The world set is a list of every package that you've executed an emerge <package> command on, without a -1 on the command line. So, if you type emerge xterm, then xterm is in your world set. A package is removed from world if you uninstall it, or if you edit that file manually.

Packages that are installed because they are needed by packages that you install are not added to world, unless you later manually emerge them without a -1 on the command line.

The idea is that anything you explicitly ask for is something that portage will try to keep around for you, and anything you don't explicitly ask for is something that portage will try to get rid of if it isn't needed later.

So, those ruby packages ended up in world because you emerged them. Any new version that goes stable/testing on those packages will consequently get pulled in by an emerge -u world.

The real issue (as was pointed out) is that packages shouldn't even be marked for testing (let alone stable) if they don't actually build, or if they have serious problems. They should be masked, so that only those interested in developing/debugging the package get hit with it.

I don't want to comment on the packages you listed in particular, but sometimes you can run into build issues due to a need to run revdep-rebuild, or lafilefixer, or to rebuild some library. I had an x86 chroot that absolutely refused to build imagemagick until I just reinstalled the whole thing from stage3 - probably some obscure library/compiler problem. So a build error might not reflect a problem with the package you're trying to build. Obviously we still try to avoid these kinds of issues and warn users when they are likely to happen.

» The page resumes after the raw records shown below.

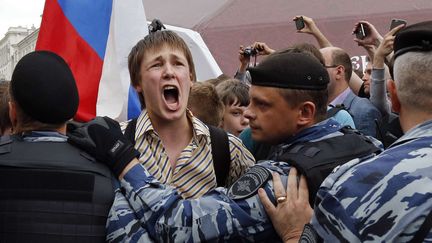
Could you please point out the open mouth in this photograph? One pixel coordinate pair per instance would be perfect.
(171, 95)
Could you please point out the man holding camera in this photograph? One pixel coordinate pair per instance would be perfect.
(245, 54)
(392, 201)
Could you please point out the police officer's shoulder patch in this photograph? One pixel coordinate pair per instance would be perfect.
(249, 183)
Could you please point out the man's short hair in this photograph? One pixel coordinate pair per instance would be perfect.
(413, 72)
(340, 57)
(154, 42)
(205, 104)
(44, 92)
(233, 92)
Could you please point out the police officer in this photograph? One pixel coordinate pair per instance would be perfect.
(387, 198)
(50, 191)
(288, 108)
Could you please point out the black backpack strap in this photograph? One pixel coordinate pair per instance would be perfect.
(221, 154)
(424, 229)
(130, 130)
(334, 110)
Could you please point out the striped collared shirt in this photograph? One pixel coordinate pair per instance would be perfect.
(194, 173)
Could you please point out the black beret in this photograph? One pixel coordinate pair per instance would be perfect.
(290, 70)
(416, 37)
(43, 86)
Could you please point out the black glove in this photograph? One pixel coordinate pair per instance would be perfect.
(102, 138)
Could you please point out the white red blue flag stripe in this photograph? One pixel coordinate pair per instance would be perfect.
(94, 37)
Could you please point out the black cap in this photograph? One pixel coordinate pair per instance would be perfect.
(43, 86)
(416, 37)
(290, 70)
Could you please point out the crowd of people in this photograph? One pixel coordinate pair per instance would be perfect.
(300, 147)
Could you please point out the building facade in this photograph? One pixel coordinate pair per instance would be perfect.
(17, 42)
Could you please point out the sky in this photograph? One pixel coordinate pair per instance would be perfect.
(20, 13)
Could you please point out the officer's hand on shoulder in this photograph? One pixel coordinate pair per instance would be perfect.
(102, 138)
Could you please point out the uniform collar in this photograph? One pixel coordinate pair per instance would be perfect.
(421, 130)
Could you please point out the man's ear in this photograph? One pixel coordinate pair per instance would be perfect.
(307, 112)
(391, 87)
(138, 88)
(340, 72)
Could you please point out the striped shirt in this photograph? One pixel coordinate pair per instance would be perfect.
(194, 173)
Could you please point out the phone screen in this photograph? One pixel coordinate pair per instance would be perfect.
(299, 23)
(360, 32)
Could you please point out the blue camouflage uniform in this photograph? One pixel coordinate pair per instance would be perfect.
(383, 199)
(146, 210)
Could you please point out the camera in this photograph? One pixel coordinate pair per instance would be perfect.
(360, 32)
(396, 22)
(249, 51)
(299, 23)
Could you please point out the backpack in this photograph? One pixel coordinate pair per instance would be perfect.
(316, 160)
(219, 144)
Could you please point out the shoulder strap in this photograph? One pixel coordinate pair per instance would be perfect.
(221, 154)
(424, 229)
(130, 130)
(334, 110)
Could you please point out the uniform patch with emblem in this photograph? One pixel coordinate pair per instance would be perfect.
(249, 183)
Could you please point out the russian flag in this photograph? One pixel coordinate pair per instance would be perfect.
(94, 38)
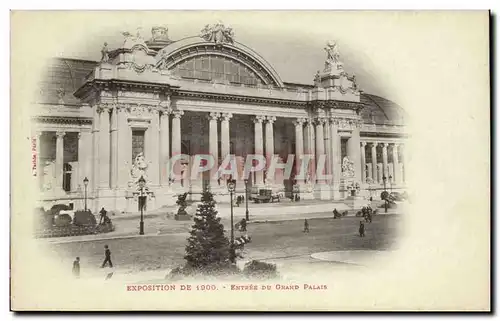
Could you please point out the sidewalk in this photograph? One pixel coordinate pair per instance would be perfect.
(160, 226)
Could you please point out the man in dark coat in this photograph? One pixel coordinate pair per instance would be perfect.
(76, 267)
(243, 225)
(361, 229)
(107, 257)
(102, 213)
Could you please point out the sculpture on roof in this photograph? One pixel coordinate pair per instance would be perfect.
(347, 167)
(105, 53)
(159, 33)
(217, 33)
(332, 62)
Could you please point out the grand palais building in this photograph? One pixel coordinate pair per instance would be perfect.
(126, 116)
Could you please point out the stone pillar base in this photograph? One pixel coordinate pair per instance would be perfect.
(306, 191)
(164, 196)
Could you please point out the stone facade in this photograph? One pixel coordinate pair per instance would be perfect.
(145, 105)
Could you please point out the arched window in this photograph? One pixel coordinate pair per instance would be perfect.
(220, 69)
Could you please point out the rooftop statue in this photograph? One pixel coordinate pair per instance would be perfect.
(332, 57)
(105, 53)
(347, 167)
(159, 33)
(217, 33)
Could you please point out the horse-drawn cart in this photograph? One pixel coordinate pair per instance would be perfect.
(266, 195)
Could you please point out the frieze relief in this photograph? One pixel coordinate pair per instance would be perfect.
(136, 94)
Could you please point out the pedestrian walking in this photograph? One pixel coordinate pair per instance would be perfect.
(76, 267)
(103, 215)
(243, 225)
(107, 257)
(306, 226)
(361, 229)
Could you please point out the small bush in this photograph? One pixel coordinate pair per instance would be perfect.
(63, 220)
(84, 218)
(261, 270)
(54, 210)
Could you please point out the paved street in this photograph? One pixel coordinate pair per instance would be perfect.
(272, 241)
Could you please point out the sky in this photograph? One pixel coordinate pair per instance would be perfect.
(293, 48)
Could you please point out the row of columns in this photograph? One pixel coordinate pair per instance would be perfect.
(83, 161)
(320, 136)
(385, 170)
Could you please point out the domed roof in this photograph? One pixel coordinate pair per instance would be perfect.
(63, 76)
(381, 111)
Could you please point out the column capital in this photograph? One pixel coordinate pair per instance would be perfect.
(226, 116)
(299, 122)
(270, 119)
(178, 113)
(165, 104)
(259, 119)
(165, 111)
(213, 116)
(105, 107)
(320, 121)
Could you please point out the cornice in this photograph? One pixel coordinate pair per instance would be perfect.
(67, 120)
(238, 98)
(335, 104)
(97, 85)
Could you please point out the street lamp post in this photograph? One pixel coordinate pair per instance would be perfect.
(385, 193)
(142, 182)
(231, 187)
(247, 217)
(85, 183)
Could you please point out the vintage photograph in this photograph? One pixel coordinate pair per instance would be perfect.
(165, 155)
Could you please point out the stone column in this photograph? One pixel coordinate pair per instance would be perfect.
(363, 162)
(403, 165)
(164, 145)
(104, 157)
(39, 169)
(176, 141)
(299, 143)
(353, 150)
(81, 162)
(320, 145)
(153, 155)
(84, 157)
(269, 139)
(328, 147)
(213, 146)
(395, 161)
(114, 148)
(94, 180)
(384, 160)
(59, 159)
(335, 163)
(375, 177)
(310, 151)
(225, 139)
(123, 148)
(259, 148)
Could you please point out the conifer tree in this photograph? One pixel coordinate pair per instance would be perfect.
(207, 246)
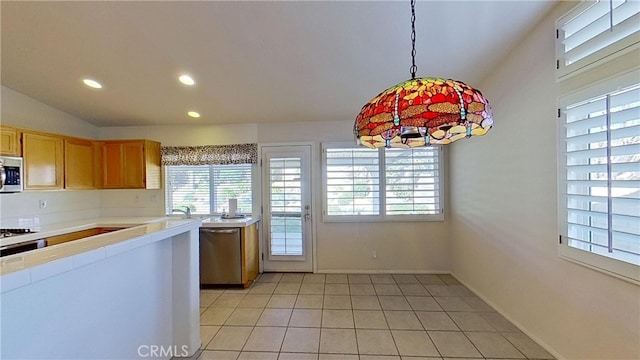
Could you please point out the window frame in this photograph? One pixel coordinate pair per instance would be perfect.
(613, 49)
(211, 168)
(614, 267)
(382, 216)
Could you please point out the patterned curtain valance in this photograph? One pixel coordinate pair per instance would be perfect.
(210, 154)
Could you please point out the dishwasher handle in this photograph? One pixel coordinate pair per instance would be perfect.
(220, 231)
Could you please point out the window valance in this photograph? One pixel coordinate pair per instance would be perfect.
(210, 154)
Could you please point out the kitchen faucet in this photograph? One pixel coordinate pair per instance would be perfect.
(187, 214)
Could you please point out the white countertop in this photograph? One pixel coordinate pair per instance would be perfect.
(45, 231)
(144, 229)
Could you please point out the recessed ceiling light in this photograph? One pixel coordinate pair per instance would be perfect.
(92, 83)
(187, 80)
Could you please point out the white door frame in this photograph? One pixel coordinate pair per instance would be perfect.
(314, 183)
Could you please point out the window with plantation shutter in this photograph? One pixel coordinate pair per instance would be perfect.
(362, 184)
(206, 189)
(595, 30)
(352, 182)
(412, 181)
(600, 183)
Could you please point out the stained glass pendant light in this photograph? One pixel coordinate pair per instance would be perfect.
(423, 111)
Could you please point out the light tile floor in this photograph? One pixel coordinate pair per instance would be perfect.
(356, 317)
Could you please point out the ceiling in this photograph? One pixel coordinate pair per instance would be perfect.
(253, 62)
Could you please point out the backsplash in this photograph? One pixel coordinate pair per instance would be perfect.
(119, 203)
(32, 209)
(35, 208)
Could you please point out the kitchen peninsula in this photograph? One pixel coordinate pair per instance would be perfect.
(113, 295)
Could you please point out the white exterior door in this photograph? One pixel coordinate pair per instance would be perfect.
(286, 213)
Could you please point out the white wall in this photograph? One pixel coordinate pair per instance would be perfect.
(23, 210)
(504, 220)
(25, 112)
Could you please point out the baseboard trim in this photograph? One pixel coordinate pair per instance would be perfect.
(501, 311)
(381, 271)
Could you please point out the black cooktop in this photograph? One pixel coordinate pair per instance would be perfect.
(14, 231)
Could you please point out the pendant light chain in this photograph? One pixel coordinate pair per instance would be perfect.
(414, 68)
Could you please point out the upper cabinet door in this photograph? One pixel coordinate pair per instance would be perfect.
(133, 165)
(130, 164)
(43, 161)
(79, 165)
(10, 141)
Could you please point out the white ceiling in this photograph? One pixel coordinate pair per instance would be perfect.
(253, 61)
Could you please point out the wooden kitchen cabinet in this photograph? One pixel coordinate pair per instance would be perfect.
(79, 164)
(43, 161)
(130, 164)
(250, 254)
(10, 141)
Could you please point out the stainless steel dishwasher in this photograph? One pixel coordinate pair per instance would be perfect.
(220, 256)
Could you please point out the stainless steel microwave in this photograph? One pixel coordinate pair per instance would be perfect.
(10, 174)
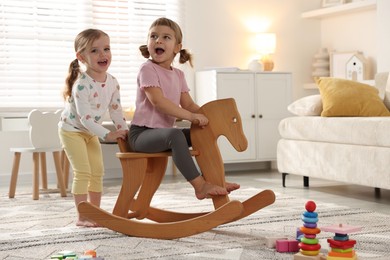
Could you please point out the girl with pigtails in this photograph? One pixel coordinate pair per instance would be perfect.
(162, 97)
(88, 96)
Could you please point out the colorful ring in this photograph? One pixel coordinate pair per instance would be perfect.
(309, 241)
(310, 214)
(310, 225)
(309, 253)
(310, 231)
(309, 220)
(306, 247)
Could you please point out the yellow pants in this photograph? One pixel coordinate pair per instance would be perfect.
(85, 156)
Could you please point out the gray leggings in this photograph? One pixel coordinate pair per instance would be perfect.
(153, 140)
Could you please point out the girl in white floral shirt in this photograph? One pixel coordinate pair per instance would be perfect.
(88, 96)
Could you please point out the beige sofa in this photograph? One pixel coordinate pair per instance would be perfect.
(350, 149)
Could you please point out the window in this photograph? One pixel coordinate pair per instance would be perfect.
(37, 38)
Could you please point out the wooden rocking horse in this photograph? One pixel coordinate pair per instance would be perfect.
(143, 173)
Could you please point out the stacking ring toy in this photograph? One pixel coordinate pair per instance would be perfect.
(310, 231)
(309, 220)
(310, 225)
(309, 241)
(310, 214)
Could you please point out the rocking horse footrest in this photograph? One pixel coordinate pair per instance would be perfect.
(136, 155)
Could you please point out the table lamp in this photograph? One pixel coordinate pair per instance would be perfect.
(265, 44)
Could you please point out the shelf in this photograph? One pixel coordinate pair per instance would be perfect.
(341, 9)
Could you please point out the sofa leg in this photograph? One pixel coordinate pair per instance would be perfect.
(305, 181)
(377, 192)
(284, 178)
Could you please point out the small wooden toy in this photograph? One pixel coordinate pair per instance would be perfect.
(285, 245)
(90, 252)
(341, 246)
(309, 244)
(270, 242)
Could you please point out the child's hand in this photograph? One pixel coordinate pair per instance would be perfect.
(113, 136)
(199, 119)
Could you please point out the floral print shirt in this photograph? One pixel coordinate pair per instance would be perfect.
(85, 109)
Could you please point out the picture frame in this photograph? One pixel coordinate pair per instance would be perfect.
(338, 61)
(327, 3)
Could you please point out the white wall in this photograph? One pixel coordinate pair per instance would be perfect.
(217, 34)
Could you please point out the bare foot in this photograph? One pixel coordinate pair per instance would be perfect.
(86, 223)
(209, 190)
(231, 186)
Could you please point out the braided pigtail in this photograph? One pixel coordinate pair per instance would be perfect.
(73, 74)
(185, 56)
(144, 51)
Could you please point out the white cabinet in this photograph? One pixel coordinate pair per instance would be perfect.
(262, 100)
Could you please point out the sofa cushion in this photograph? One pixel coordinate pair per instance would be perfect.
(342, 97)
(307, 106)
(370, 131)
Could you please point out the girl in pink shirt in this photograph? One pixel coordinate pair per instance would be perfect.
(162, 96)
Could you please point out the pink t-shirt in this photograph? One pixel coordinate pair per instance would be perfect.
(172, 83)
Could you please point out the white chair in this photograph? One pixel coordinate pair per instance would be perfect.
(44, 138)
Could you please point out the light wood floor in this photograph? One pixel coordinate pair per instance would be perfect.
(320, 190)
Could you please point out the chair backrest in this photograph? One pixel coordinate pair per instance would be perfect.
(44, 129)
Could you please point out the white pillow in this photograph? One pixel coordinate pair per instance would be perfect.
(307, 106)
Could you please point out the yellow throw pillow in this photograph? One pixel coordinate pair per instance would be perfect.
(342, 97)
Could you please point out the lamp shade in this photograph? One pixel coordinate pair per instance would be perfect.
(265, 43)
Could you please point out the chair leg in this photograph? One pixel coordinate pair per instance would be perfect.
(14, 175)
(305, 181)
(42, 156)
(36, 176)
(60, 176)
(284, 178)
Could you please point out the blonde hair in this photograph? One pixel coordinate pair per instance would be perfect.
(82, 41)
(185, 55)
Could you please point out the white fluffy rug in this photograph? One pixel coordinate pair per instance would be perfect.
(38, 229)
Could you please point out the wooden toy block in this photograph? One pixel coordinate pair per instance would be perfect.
(282, 246)
(300, 256)
(293, 245)
(270, 242)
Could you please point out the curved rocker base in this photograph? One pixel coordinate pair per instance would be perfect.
(250, 206)
(171, 230)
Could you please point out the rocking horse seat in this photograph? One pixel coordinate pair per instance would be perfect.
(143, 173)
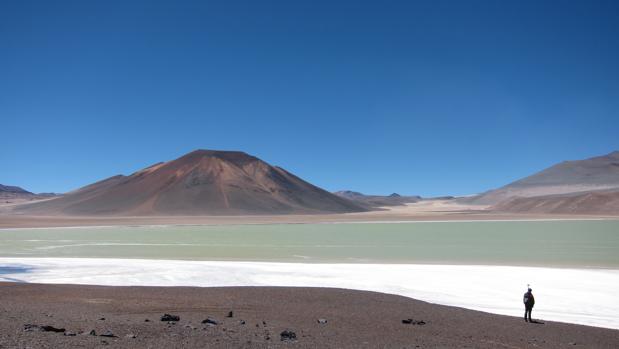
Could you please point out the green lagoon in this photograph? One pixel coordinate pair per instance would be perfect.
(585, 243)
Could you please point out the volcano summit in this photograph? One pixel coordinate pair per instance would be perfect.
(203, 182)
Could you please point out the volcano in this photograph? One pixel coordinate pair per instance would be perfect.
(203, 182)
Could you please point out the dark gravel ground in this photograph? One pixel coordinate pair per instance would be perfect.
(350, 319)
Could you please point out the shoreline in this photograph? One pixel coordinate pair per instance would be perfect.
(495, 289)
(350, 319)
(9, 222)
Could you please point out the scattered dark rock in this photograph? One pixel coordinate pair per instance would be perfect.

I'd continue to follow the bug, and if it seems like something like this isn't being resolved expediently feel free to contact the QA team:
http://www.gentoo.org/proj/en/qa/

The QA team ensures that Gentoo quality policies are being followed and can poke maintainers or step in as appropriate.

Note that I haven't reviewed the packages/bugs that are being discussed here, so none of this is targeted at anybody in particular. I'm just pointing out how things like this are supposed to work in general.